2. Le choix judicieux des premières réalisations : l’image affichée d’un changement avant la réalisation concrète des mesures lourdes du Projet urbain.

            Le maire veut donc avant tout montrer la volonté de changement, par un projet prioritaire et un choix calculé d’opérations pour des paysages urbains nouveaux. Par exemple, l’urbanisation de la rive droite s’étalant sur de nombreuses années, la mise en lumière de la Bastide devra être alors d’autant plus saisissante que l’arrière-plan sera pendant longtemps sombre et peu lisible. Ainsi est-il proposé un rôle pédagogique de préfiguration de l’urbanisme du site, en simulant virtuellement un décor nocturne symbole d’une animation et d’un développement économique à venir, à défaut de pouvoir effectuer une réalisation concrète et rapide.

            Outre le réaménagement de nombreuses places qui sont une richesse du patrimoine architectural bordelais, il semble que le Plan lumière soit une véritable priorité pour le maire, toujours est-il qu’il y est véritablement attaché, mais en tout cas il peut permettre de souligner les traits de la ville de demain également fidèle à la richesse de son passé : ainsi peut-on outre apporter plus de sécurité, redécouvrir la ville, permettre de revitaliser et de valoriser des quartiers un peu oubliés, magnifier la nuit par des mises en valeur d’édifices ou de monuments remarquables.

            Avoir une ville plus belle et plus sûre, voilà qui peut être un signe fort de la politique de la ville, si toutefois ceci se fait à la hauteur du projet urbain.

            Mais avant même le déploiement du Plan lumière, avant même la révision de l’éclairage dans son ancienne version des bâtiments principaux de la ville, les premières réalisations à la genèse du Plan lumière sont la mise en lumière de la Place de la Bourse, l’un des lieux parmi les plus prestigieux de la ville, ainsi que de l’église Sainte-Marie du quartier de la Bastide sur la rive droite de la Garonne. Le choix de l’éclairage de ces bâtiments relève donc d’une mesure symbolique dans un premier temps pour ce qui est de la priorité donnée aux interventions.

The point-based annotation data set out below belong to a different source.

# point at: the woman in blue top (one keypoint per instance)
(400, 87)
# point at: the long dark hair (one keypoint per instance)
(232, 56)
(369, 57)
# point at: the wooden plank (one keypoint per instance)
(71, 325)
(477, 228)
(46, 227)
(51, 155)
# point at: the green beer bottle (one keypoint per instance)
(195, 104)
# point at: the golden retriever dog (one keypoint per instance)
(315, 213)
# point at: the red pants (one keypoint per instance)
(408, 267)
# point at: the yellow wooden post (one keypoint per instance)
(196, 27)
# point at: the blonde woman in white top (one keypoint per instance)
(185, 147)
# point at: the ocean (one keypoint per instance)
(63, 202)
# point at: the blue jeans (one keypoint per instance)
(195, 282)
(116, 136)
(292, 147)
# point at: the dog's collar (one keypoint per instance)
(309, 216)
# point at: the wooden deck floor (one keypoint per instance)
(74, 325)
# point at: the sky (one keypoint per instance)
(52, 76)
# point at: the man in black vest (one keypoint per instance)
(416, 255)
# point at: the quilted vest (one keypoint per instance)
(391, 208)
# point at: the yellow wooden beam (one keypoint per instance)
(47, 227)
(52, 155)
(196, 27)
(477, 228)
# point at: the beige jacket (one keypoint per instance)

            Tout d’abord, la Place de la Bourse, joyau touristique de Bordeaux, a indiqué probablement une magnificence à retrouver dans le cadre du passé et tout en préparant l’avenir, et permettant d’annoncer symboliquement le réveil de la ville de Bordeaux. La Place de la Bourse est en effet située sur les quais de la Garonne, dans la zone du secteur sauvegardé, donc la réalisation de l’opération a nécessité la contribution de l’architecte des Bâtiments de France, assez contraignante, ce qui témoigne de la motivation pour son illumination, complétée par un ravalement achevé en 1999. Mais le fait qu’elle appartienne à la Chambre de Commerce et d’Industrie a pu créer un certain avantage, et même un certain symbole.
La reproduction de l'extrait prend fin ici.